История моей жизни. Записки пойменного жителя - Иван Яковлевич Юров
Шрифт:
Интервал:
Закладка:
Потом был процесс, но «виновных не оказалось». А Подольского сняли с работы.
Я, да и многие крестьяне, жалели, что его от нас переводят. Многие также считали, что попов и тех, кто участвовал в дебоше, следовало бы проучить, посадить в тюрьму.
Живя в 25 километрах, я, услыхав, что Подольский уезжает, и не зная, что его перебрасывает Губком, написал ему очень большое письмо. Я писал, что он очень популярен среди крестьян и поэтому мог бы сделать много хорошего, живя и работая здесь. Не зная истинных мотивов, я сетовал в своем письме, что хорошие работники, могущие встряхнуть отсталость деревни, не хотят жить и работать в деревенской глуши, а все тянутся в город, поближе к культуре, и т. д. и т. п. Несмотря на то, что мы с ним не были знакомы — я видел его всего два раза — он ответил мне не менее пространным письмом. Это был славный человек, в нем не было ни малейших признаков зазнайства. Когда я собирался в Сибирь, его уже не было, секретарем райкома был тогда Караваев Сергей Николаевич, из школьных работников.
Вернувшись из Сибири, я встретил Виноградова, как только сошел с парохода. И он, узнав, что я вернулся ни с чем, велел мне приходить в РИК. Когда я туда заявился, он представил меня Караваеву, и они стали предлагать мне поехать в ГубРКИ[391], куда у них просили выдвиженца из крестьян. Я сказал, что в губернию не поеду, так как, во-первых, малограмотен, а во-вторых, кроме сукманного пиджака нечего надеть. Тогда они предложили в Райисполком, но я тоже отказался и заявил, что на первое время не пойду никуда, как только в свой сельсовет в избачи[392].
Тогда они стали уговаривать меня идти в районную избу-читальню. На это я, хотя и неохотно, но согласился. И с 15 июня 1925 года приступил к работе, стал заведующим районной избой-читальней.
Не помню теперь, принимал ли я от кого-нибудь дела или просто пришел и сел за стол. Помню только, что кроме меня сидела в помещении еще девица-библиотекарь. При ней и с нею я не мог держать себя свободно. Если изредка и обращался к ней с каким-нибудь вопросом, то очень робко, боясь ей надоедать. Я смотрел на нее как на хорошо знающего свое дело человека и поэтому завидовал ей.
А также потому, что у нее все же было дело — к ней приходили изредка читатели менять книги, а я сидел за своим столом как дурак, не зная, за что мне взяться. Когда же заходили в читальню, на мой взгляд, важные люди, умные и по-городскому одетые, я в их присутствии сгорал от стыда, я не знал, куда девать свои глаза и руки, а мой сукманный пиджак еще усиливал мое смущение. Вскоре я узнал, что с 1 июля в Устюге будут курсы для избачей и учителей. И ухватился за это, как за средство выйти из своего дурацкого положения, стал просить отправить меня на эти курсы, заявляя откровенно, что без курсов я совершенно не знаю, что делать. Виноградов хотя и говорил, что я, освоившись, и без курсов смог бы работать, но уступил моей настойчивой просьбе.
Перед курсами я сошелся с избачем Нижне-Уфтюгской избы-читальни[393]. Он тоже был начинающий и одет немногим лучше меня. Уроженец он был, кажется, Подосиновского района, а перед тем, как попал в наш район, работал на Красавинской фабрике[394]. Был он еще молодой парень, лет 18, но мы легко находили общий язык: в общежитии, когда разгорались между курсантами споры на разные темы, мы с ним всегда оказывались в одном стане. Звали его Котельников Павел Иванович.

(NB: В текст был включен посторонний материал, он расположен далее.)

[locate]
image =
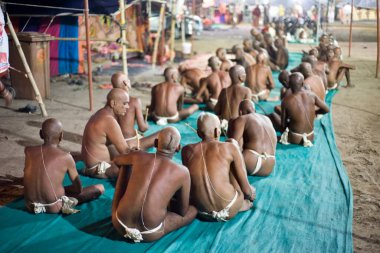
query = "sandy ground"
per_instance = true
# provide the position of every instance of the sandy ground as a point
(356, 116)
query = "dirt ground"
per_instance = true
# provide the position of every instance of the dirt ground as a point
(356, 116)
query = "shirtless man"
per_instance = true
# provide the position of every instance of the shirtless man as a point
(133, 114)
(226, 64)
(229, 99)
(102, 130)
(219, 184)
(190, 79)
(256, 137)
(156, 200)
(298, 113)
(338, 70)
(248, 48)
(282, 56)
(167, 100)
(213, 84)
(312, 81)
(260, 79)
(244, 59)
(5, 94)
(45, 168)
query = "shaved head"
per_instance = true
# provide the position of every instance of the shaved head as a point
(305, 69)
(237, 74)
(283, 77)
(171, 74)
(246, 107)
(208, 124)
(296, 81)
(214, 62)
(51, 130)
(120, 80)
(168, 140)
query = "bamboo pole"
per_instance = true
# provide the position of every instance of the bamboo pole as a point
(89, 59)
(123, 36)
(27, 68)
(350, 39)
(154, 57)
(378, 39)
(172, 31)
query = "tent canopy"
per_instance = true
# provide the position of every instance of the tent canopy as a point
(24, 7)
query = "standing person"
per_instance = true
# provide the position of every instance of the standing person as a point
(256, 15)
(45, 168)
(167, 100)
(219, 184)
(152, 192)
(298, 113)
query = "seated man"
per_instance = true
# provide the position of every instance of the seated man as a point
(190, 79)
(256, 137)
(133, 114)
(298, 113)
(229, 99)
(338, 69)
(260, 79)
(312, 81)
(244, 59)
(45, 168)
(212, 85)
(6, 94)
(156, 200)
(167, 100)
(219, 184)
(102, 130)
(282, 55)
(226, 64)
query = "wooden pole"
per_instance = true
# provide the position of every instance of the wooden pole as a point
(172, 31)
(89, 59)
(350, 39)
(162, 13)
(27, 68)
(123, 36)
(378, 39)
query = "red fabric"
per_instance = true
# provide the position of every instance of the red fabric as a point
(53, 30)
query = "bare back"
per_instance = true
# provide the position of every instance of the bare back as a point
(229, 100)
(165, 97)
(152, 182)
(101, 130)
(259, 77)
(210, 165)
(37, 187)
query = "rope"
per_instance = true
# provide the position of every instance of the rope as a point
(45, 6)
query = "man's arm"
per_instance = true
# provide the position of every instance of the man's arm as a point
(76, 184)
(143, 126)
(323, 108)
(184, 194)
(115, 136)
(271, 83)
(240, 172)
(236, 130)
(283, 116)
(217, 108)
(122, 180)
(152, 100)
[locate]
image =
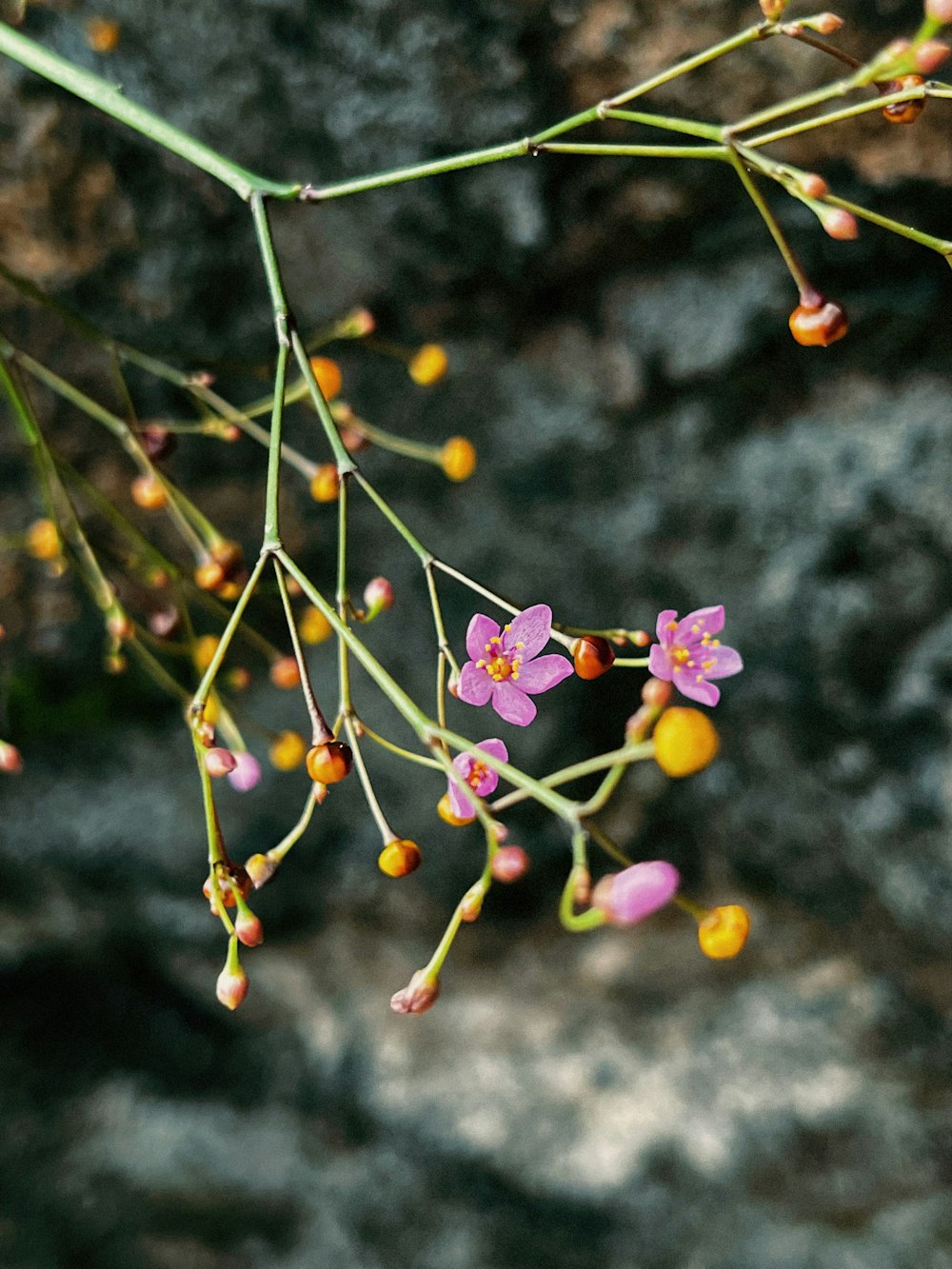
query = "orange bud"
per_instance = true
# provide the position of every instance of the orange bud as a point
(329, 762)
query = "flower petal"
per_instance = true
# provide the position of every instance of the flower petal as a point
(475, 685)
(532, 628)
(482, 629)
(703, 621)
(512, 704)
(726, 662)
(544, 673)
(659, 663)
(664, 635)
(704, 692)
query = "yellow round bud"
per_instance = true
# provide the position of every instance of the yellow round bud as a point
(326, 484)
(288, 751)
(724, 932)
(685, 742)
(428, 365)
(44, 540)
(457, 458)
(314, 625)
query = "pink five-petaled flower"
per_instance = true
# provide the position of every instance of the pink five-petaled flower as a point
(688, 655)
(505, 664)
(480, 777)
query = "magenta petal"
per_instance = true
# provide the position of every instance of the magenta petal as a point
(659, 664)
(544, 673)
(664, 635)
(482, 629)
(532, 628)
(475, 685)
(512, 704)
(704, 692)
(726, 662)
(703, 621)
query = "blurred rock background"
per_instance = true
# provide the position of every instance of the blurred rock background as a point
(649, 437)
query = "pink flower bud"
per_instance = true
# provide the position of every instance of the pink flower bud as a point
(509, 863)
(841, 225)
(417, 997)
(220, 762)
(246, 773)
(632, 895)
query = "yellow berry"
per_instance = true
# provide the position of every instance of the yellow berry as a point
(327, 374)
(399, 858)
(314, 625)
(457, 458)
(428, 365)
(44, 540)
(685, 742)
(326, 484)
(288, 751)
(724, 932)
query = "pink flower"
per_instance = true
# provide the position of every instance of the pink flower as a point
(688, 654)
(480, 778)
(506, 666)
(632, 895)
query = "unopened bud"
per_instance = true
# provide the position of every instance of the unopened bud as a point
(418, 995)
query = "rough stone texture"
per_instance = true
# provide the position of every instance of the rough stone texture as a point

Еще всегда держался вместе с нами тоже молодой парень, земляк Котельникова; как и я, запоем читал художественную литературу. Это нас с ним тесно сблизило, мы часто чуть не до утра засиживались в разговорах о литературе. Он бойко писал стихи. За время курсов мы так крепко привязались друг к другу, что нам не хотелось расставаться. По моему совету он подал заявление в Губполитпросвет[395] о посылке его в наш район, но ему отказали, послали в свой. А в Котельникове за время курсов я заметил двуличность. Например, ратуя в спорах за нравственную чистоту, за товарищеское отношение к женщине, он втихомолку волочился за каждой юбкой.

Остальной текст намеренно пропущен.